RYSZARD MACIEJNY - Lokalny prekursor biegania na nartach

KUDOWA-ZDRÓJ (inf. wł.). Sporty zimowe, a szczególnie narciarstwo biegowe, stały się domeną podorlickiego miasteczka. Dziś coraz częściej ono gości u siebie również utytułowanych biathlonistów, którzy znajdują w nim dla treningów doskonałe warunki. Tutejsze walory naturalne doceniają także organizatorzy dużych imprez, lokując w nich ważne i ważniejsze zawody. Przy tym wszystkim mało kto wie, że współczesnym "odkrywcą" Dusznik-Zdroju dla białych szaleństw jest były nauczyciel wychowania fizycznego Ryszard Maciejny.


Ryszard Maciejny włączył się w jubileuszowe obchody narciarstwa biegowego i istnienia MKS-u Duszniki-Zdrój

- Z rodzicami mieszkałem w Szczytnej przy ulicy Szklarskiej. Po Niemcach, byłych mieszkańcach domu, który stał się naszą własnością, pozostały narty zjazdowe z zamykaniem kandachowym. Bardzo mnie kusiły, więc zacząłem na nich jeździć po okolicznych górkach i pagórkach. Dzięki nim stawałem się coraz większym pasjonatem narciarstwa. A działo się to jeszcze w okresie, kiedy zacząłem chodzić do szkoły podstawowej - przywołuje tamtej czasy p. Ryszard. - Właśnie w podstawówce po raz pierwszy zetknąłem się z nartami biegowymi. Powiedziano nam, co i jak i pozwolono spróbować innej frajdy. Bardzo przypadła mi do gustu...

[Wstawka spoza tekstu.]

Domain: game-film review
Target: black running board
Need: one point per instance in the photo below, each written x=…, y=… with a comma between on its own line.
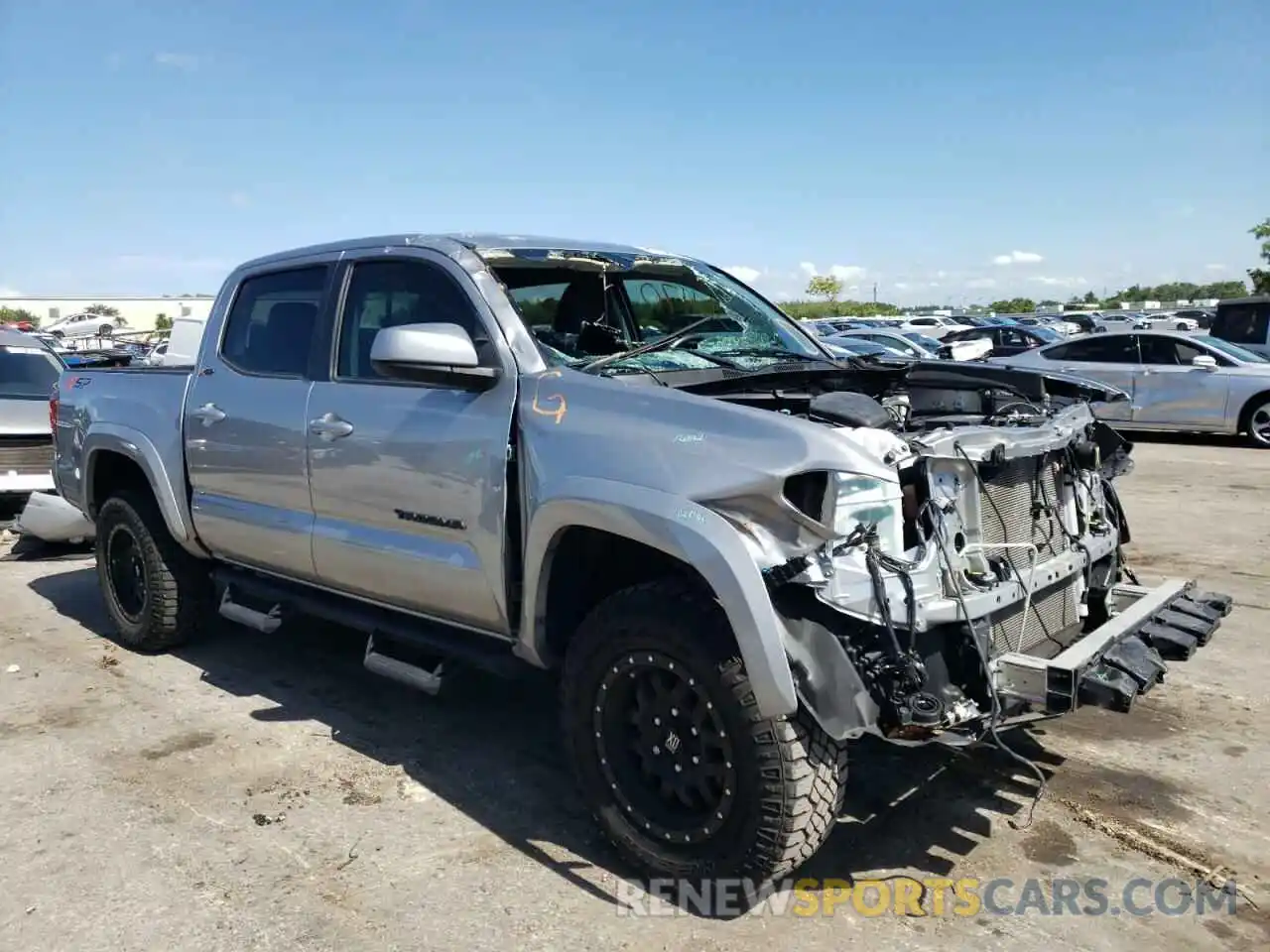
x=400, y=647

Od tamtego czasu, w okresie zimowym, drogę z domu na Boborownikach do szkoły Rysiek pokonywał trasą m.in. wzdłuż Bystrzycy Dusznickiej. A ponieważ często bywało, że wychodził na ostatnią chwilę, więc zasuwał na deskach, aż niekiedy się za nim kurzyło. Kurzyło się także, gdy już jako Rychu zdecydowanie rozszerzył krąg swoich sportowych zainteresowań o kolejne dyscypliny sprzyjające ogólnemu rozwojowi, w tym o piłkę nożną. W tamtym czasie związał się ze szczytniańskim "Hutnikiem", a nieco później z Liceum Ogólnokształcącym o profilu sportowym w Szklarskiej Porębie.

- Po odbyciu służby wojskowej powróciłem do Szczytnej i będąc nauczycielem wuefu rozwinąłem w niej narciarstwo klasyczne i lekkoatletykę. Zaowocowało to uzyskaniem bardzo dobrych wyników przez niektórych moich wychowanków ze "Szczytnika". Ten klub liczył się w okręgu wrocławskim lokowanym w krajowej czołówce - kontynuuje R. Maciejny. - Później zostałem dyrektorem szkoły w Jeleniowie, gdzie założyłem "Victorię". Klub swoją opieką objęły Ludowe Zespoły Sportowe. Postawiliśmy na narciarstwo biegowe. Stało się tak popularne, że zajęcia prowadziliśmy nawet ze 180 dziećmi. Z kolei los rzucił mnie do szkoły w Dusznikach. Zostałem jej wicedyrektorem. Wspólnie z dyrektorem Zdzisławem Cetnarowiczem założyliśmy "Muflona" mocno usportowiając naszych uczniów. Do tego stopnia, że jako klub wygraliśmy igrzyska województwa wrocławskiego.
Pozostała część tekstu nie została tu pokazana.